Research Confirms Higher Earnings

When merchant service representatives approach some business owners, they meet with objection. The owner may feel that his current way of processing transactions is a better way. After all, he has been using this system since he first opened his business. Why should he change?

While this may be true, in reality, studies have shown that accepting credit cards increases profits. Paulson says that, “Studies by Dun and Bradstreet have shown that when customers purchase products or services with credit cards or debit cards, they will spend 12-18% more money.” We are living in the age of plastic and people are carrying cash less and less.

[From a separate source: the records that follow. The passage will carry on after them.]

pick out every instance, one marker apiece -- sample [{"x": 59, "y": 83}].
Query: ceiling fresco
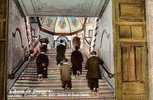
[
  {"x": 62, "y": 24},
  {"x": 80, "y": 8}
]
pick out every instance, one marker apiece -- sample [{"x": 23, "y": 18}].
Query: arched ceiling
[
  {"x": 65, "y": 25},
  {"x": 83, "y": 8}
]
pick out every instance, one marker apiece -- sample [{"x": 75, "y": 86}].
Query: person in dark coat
[
  {"x": 60, "y": 49},
  {"x": 42, "y": 62},
  {"x": 65, "y": 72},
  {"x": 93, "y": 71},
  {"x": 76, "y": 60}
]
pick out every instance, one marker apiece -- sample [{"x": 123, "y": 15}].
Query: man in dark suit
[
  {"x": 76, "y": 60},
  {"x": 60, "y": 49},
  {"x": 42, "y": 63},
  {"x": 94, "y": 73}
]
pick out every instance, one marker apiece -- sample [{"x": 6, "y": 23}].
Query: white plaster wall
[
  {"x": 15, "y": 51},
  {"x": 104, "y": 39},
  {"x": 149, "y": 17}
]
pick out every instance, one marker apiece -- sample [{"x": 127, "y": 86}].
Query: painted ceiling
[
  {"x": 84, "y": 8},
  {"x": 62, "y": 24}
]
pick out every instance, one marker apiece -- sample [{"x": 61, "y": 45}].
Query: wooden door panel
[
  {"x": 3, "y": 48},
  {"x": 131, "y": 50}
]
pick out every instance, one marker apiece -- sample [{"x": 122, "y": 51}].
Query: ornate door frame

Customers Prefer Choices in Payment Methods

Accepting credit cards for sales transactions serves to give the customer another choice in payment besides cash and checks. When customers have a choice in payment methods, it “attracts new customers, increases revenue, and enhances customer retention” according to First Data. The business owner may attract new customers who prefer to pay in credit cards, but he will retain the old customers who prefer to pay in cash or credit. As a result, revenue increases.

When asked whether a dry cleaning customer preferred paying in cash or credit cards, he answered that he preferred to pay with credit cards, but since the owner did not accept credit cards, he paid in cash. The owner retained the customer, but she may have lost out on additional sales. He would probably bring more than several dirty shirts at-a-time, if he could pay with credit.